You can also provide expression data not in a edgeR or voom object with counts, meta, and optionally genes
If your data have different variable names, use libraryID and geneID to change them

Gene set enrichment

Hypergeometric / pathway enrichment / Fisher’s exact test

These functions use the outputs from SEARchways::BIGprofiler and SEARchways::flexEnrich.
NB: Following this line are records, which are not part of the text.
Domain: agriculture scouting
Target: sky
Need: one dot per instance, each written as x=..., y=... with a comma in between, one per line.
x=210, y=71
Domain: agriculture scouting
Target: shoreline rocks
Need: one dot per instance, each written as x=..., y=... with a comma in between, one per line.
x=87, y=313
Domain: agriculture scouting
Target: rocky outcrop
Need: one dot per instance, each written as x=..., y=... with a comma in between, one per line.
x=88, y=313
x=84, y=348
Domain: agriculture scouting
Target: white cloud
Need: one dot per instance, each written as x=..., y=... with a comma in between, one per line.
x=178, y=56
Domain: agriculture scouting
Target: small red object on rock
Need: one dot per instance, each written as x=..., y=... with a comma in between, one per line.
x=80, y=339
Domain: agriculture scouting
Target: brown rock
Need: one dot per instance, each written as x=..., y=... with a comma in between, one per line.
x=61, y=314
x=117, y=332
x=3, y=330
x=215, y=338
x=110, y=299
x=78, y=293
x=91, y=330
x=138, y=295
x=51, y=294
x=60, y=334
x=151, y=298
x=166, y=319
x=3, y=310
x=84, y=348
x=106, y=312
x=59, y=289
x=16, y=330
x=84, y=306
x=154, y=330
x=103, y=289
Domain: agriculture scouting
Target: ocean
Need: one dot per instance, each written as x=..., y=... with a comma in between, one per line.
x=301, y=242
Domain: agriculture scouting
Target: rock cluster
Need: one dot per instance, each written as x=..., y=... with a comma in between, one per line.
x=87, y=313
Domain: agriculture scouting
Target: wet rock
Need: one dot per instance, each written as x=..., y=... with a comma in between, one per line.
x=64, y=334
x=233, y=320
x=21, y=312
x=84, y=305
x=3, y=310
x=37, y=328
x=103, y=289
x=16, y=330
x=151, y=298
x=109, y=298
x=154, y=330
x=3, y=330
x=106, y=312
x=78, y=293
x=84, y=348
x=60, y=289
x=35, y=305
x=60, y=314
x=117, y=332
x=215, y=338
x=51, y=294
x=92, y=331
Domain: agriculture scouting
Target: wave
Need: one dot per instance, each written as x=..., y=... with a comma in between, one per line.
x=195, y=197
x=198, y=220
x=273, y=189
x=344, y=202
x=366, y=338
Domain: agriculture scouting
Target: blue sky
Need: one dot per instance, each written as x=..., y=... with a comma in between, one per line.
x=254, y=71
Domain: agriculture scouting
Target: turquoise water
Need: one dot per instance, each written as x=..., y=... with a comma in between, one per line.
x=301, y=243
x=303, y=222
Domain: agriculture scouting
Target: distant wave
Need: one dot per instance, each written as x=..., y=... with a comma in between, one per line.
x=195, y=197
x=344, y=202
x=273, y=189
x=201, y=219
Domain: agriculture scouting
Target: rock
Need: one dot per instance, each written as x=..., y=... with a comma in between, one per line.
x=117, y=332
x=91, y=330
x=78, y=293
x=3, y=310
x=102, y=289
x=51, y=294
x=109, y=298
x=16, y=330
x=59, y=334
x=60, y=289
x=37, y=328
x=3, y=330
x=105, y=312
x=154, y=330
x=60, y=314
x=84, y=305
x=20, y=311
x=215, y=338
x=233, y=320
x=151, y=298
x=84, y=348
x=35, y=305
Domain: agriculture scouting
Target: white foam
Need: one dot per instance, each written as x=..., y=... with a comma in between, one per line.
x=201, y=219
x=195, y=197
`plot_enrich2`: Lollipop plot

The default plot for plot_enrich2 is what we call a lollipop plot, and it only shows results with FDR < 0.2.

plot_enrich2(df = enrich)

`plot_enrich2`: Dotplot

Change the chart_style to a dotplot

plot_enrich2(df = enrich,
             fdr_cutoff = 0.3,
             chart_style = "dot")

Use an outline to denote results below an FDR cutoff. Note this only applies to dotplots.

plot_enrich2(df = enrich,
             fdr_cutoff = 0.3,
             chart_style = "dot",
             dot_sig_cutoff = 0.2)

`plot_enrich2`: Barplot

Change the chart_style to a barplot.

Note that barplots can only be created with a single group of enrichment results.

plot_enrich2(df = enrich %>%
               dplyr::filter(group=="HRV2"),
             fdr_cutoff = 0.3,
             chart_style = "bar")

`plot_enrich2`: Shared parameters

You can change the FDR cutoff and/or FDR colors groups.

plot_enrich2(df = enrich,
             fdr_cutoff = 0.3,
             fdr_binned_colors = c(0.2, 0.3, 1))

For set the FDR coloring to a log color gradient.

plot_enrich2(df = enrich,
             fdr_cutoff = 0.3,
             fdr_continuous = TRUE)

Order the gene sets / pathways. By default, they are ordered by fdr. You can also order by “hclust” of gene membership, “overlap_size”, “gs_size”, “ratio”, “fdr”, or “input”.

plot_enrich2(df = enrich,
             fdr_cutoff = 0.3,
             y_grouping_method = "gs_size")

plot_enrich2(df = enrich,
             fdr_cutoff = 0.3,
             y_grouping_method = "hclust")

#etc...

Add total gene set sizes.

plot_enrich2(df = enrich,
             fdr_cutoff = 0.3,
             include_gssize = TRUE)

Other parameters

Change the data column names to match your data if you are not using SEARchways results with _col parameters (pathway_col, gene_col, ratio_col, fdr_col, gssize_col, dot_groupcol)
- These parameters can also be used to change which variable is mapped to which plot aesthetic.

`plot_enrichgrid`: Add gene level info to `plot_enrich2` plot

#Modify pathway names for a prettier plot
enrich <- enrich %>% 
  mutate(pathway = gsub("HALLMARK_","",pathway),
         pathway = gsub("_","\n",pathway))

plot_enrichgrid(df = enrich, 
                df_group = "HRV2")

plot_enrichgrid(df = enrich, 
                df_group = "HRV2",
                chart_style = "lollipop")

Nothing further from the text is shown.